Bediüzzaman, şeriat ile özgürlük arasındaki ilişkiye çok kafa yormuş. Özgürlüğü refere ederken, tanımlarken böylesi bir ahlâkî gönderme alanına başvuruyor. İman ne kadar güçlü olursa özgürlük o kadar parlar, diyor. Saadet asrını örnek veriyor. Bu anlamda, Bediüzzaman’ın, katılımcı, çoğulcu bir demokrasi algısına, katılım kanallarının tümüyle açık olduğu bir siyasal ortama imada bulunduğunu söyleyebiliriz.
Sizce Kürt sorunu konusunda Bediüzzaman’ın bakış açısı nasıldır? Bugünün tartışmaları çerçevesinde değerlendirebilir misiniz?
Kürt sorunu dediğimiz şeyin içeriğinde ve boyutunda, Bediüzzaman’dan bu yana pek çok değişiklik yaşandı. Ama, öze, esasa ilişkin belirleme ve önerilerinde hâlâ haklılığını koruyor. Örneğin aralarında Kürtçenin de bulunduğu birkaç dilde eğitim-öğrenim önermişti, bu, bugün de gündemimizde. İnsanların etnik kimliklerini Allah’a sipariş edemediklerini veri alarak milliyetçiliğin patolojik bir şey olduğunu söylemişti, bu, bugün Kürt sorununa ilişkin konuşmaya başlarken her insaf ve iz’an sahibinin ilk adımda veri aldığı bir şey.
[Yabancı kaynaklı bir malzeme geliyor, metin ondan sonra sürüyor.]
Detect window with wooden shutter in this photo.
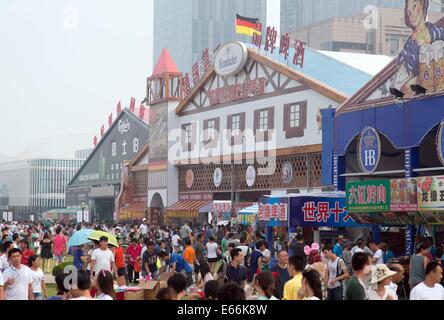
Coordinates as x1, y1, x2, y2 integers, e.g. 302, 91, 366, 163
254, 107, 274, 142
181, 123, 193, 152
227, 112, 245, 146
202, 118, 220, 149
284, 101, 307, 139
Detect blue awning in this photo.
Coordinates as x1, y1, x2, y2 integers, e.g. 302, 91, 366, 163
238, 204, 259, 214
333, 95, 444, 156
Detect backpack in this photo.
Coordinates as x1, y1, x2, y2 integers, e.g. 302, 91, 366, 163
216, 260, 229, 285
336, 258, 347, 285
244, 246, 251, 269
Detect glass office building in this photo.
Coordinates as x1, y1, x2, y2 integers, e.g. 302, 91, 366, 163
0, 152, 88, 220
153, 0, 266, 72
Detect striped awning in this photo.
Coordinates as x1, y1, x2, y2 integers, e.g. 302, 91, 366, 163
165, 200, 213, 219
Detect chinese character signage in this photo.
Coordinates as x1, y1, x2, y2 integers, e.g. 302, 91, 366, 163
390, 179, 418, 212
417, 176, 444, 212
392, 0, 444, 98
237, 212, 256, 226
358, 127, 381, 173
208, 78, 267, 106
290, 196, 361, 227
346, 180, 390, 212
69, 109, 149, 187
257, 197, 288, 227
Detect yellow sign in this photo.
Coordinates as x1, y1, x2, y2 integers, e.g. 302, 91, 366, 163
165, 210, 199, 219
120, 211, 145, 220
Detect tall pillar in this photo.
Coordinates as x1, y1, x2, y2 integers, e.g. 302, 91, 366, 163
333, 156, 345, 191
404, 148, 419, 256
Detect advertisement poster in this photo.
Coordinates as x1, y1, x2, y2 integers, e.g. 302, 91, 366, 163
237, 212, 256, 226
346, 180, 390, 213
290, 196, 361, 228
257, 197, 289, 227
392, 1, 444, 98
390, 179, 418, 212
417, 176, 444, 212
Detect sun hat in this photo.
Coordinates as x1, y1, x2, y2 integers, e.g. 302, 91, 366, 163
370, 264, 396, 284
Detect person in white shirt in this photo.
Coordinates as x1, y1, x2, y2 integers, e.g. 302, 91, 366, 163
370, 241, 384, 266
237, 236, 252, 267
3, 248, 34, 300
350, 239, 373, 258
28, 256, 47, 300
0, 241, 14, 271
171, 233, 181, 247
368, 264, 397, 300
0, 271, 5, 301
410, 261, 444, 300
139, 218, 148, 236
69, 271, 94, 300
91, 237, 117, 276
386, 263, 405, 300
206, 236, 221, 274
96, 270, 116, 300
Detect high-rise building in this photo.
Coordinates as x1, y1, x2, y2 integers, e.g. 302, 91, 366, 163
153, 0, 266, 72
281, 0, 443, 32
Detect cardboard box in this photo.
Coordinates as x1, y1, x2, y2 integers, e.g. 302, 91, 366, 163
157, 272, 174, 282
125, 290, 145, 301
139, 281, 160, 300
116, 277, 126, 287
139, 281, 168, 300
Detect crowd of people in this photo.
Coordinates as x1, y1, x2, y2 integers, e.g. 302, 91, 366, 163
0, 220, 444, 300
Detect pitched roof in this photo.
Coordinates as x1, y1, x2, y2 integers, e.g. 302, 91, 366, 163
318, 51, 393, 76
129, 143, 150, 167
247, 45, 388, 97
152, 48, 180, 77
176, 49, 350, 114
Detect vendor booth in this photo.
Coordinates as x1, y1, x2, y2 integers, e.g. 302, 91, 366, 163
257, 192, 362, 250
322, 0, 444, 256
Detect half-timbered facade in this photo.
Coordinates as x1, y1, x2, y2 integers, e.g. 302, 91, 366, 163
167, 43, 347, 222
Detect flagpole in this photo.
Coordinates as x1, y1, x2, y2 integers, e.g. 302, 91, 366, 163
234, 12, 237, 41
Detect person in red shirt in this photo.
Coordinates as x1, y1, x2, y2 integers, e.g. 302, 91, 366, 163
114, 237, 126, 284
126, 238, 142, 283
20, 239, 35, 266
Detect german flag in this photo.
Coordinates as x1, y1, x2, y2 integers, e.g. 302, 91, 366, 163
236, 14, 261, 37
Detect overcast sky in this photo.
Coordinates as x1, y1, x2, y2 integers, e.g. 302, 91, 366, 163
0, 0, 279, 156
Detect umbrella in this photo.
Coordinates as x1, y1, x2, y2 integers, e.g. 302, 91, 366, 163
68, 229, 94, 248
88, 230, 119, 247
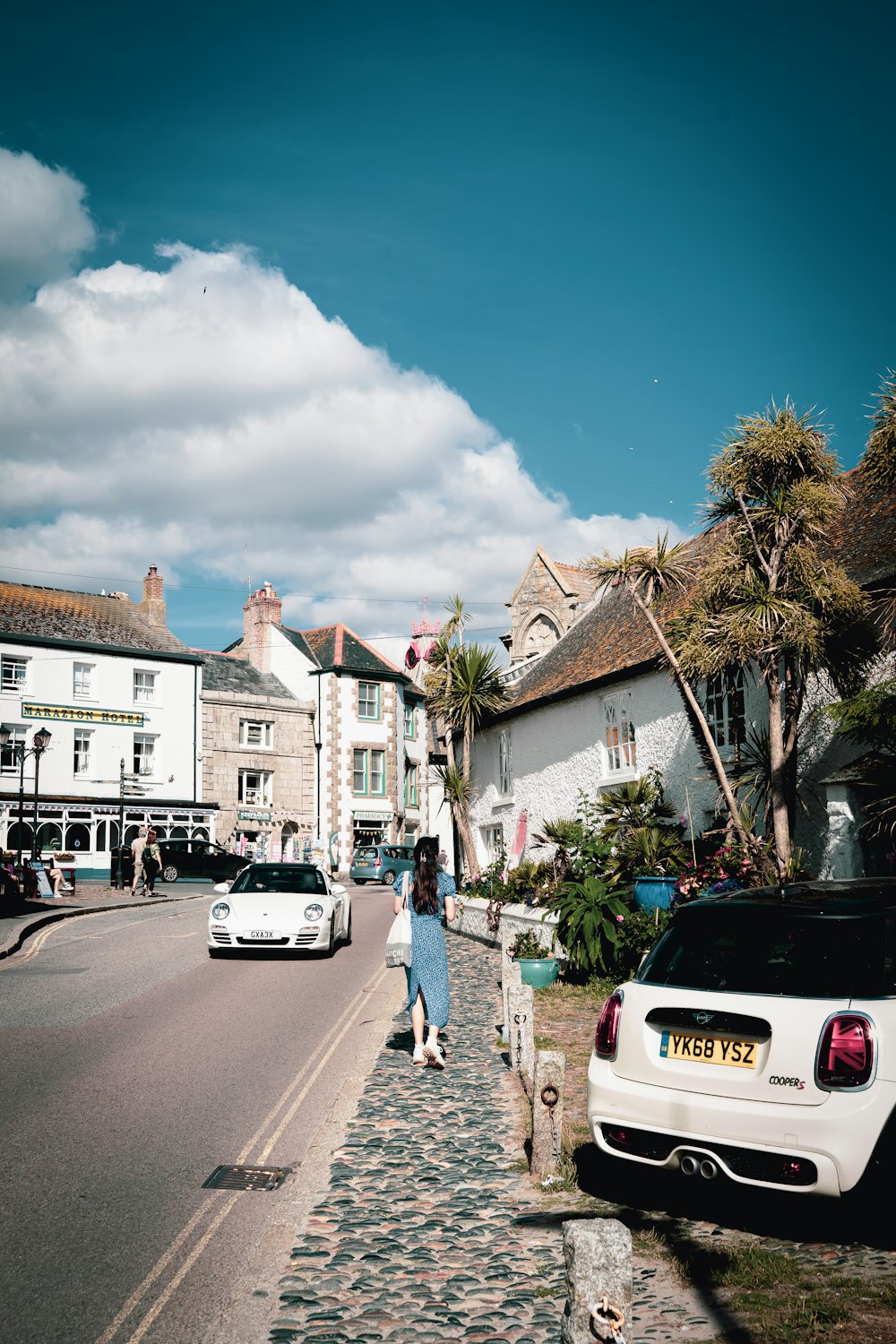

Daha adem-i merkeziyetçi bir yapıdan yanaydı. Bugün yerinden yönetimin güçlenmesi gerektiğine vurgu yapıyor herkes. Tabiî, onun, çeşitli zamanlarda, çeşitli olay ve olgulara ilişkin sözlerinin yeniden okunması gerekiyor. Aslolan ilkesel düzeyde önerdiklerinin üzerinde durulmasıdır.
Bediüzzaman’ın temel itirazı tümüyle seküler ve etnisiteye dayalı bir devlet ve siyaset kurgusuna idi. Bu kurgunun ciddî patolojiler üreteceğini önceden görmüştü. Etnisiteyi refere eden bir ulus kurgusunun, bir ulus-devlet kurgusunun ciddî anlamda reaksiyonlar üreteceğini, ırkçılığı besleyeceğini biliyordu. Kürt sorununun sadece bir kimlik değil, aynı zamanda bir refah sorunu, bir ‘eğitim’ sorunu, bir zihniyet ve kimlik sorunu olduğunu, yani bunların toplamından ibaret olduğunu söylüyordu.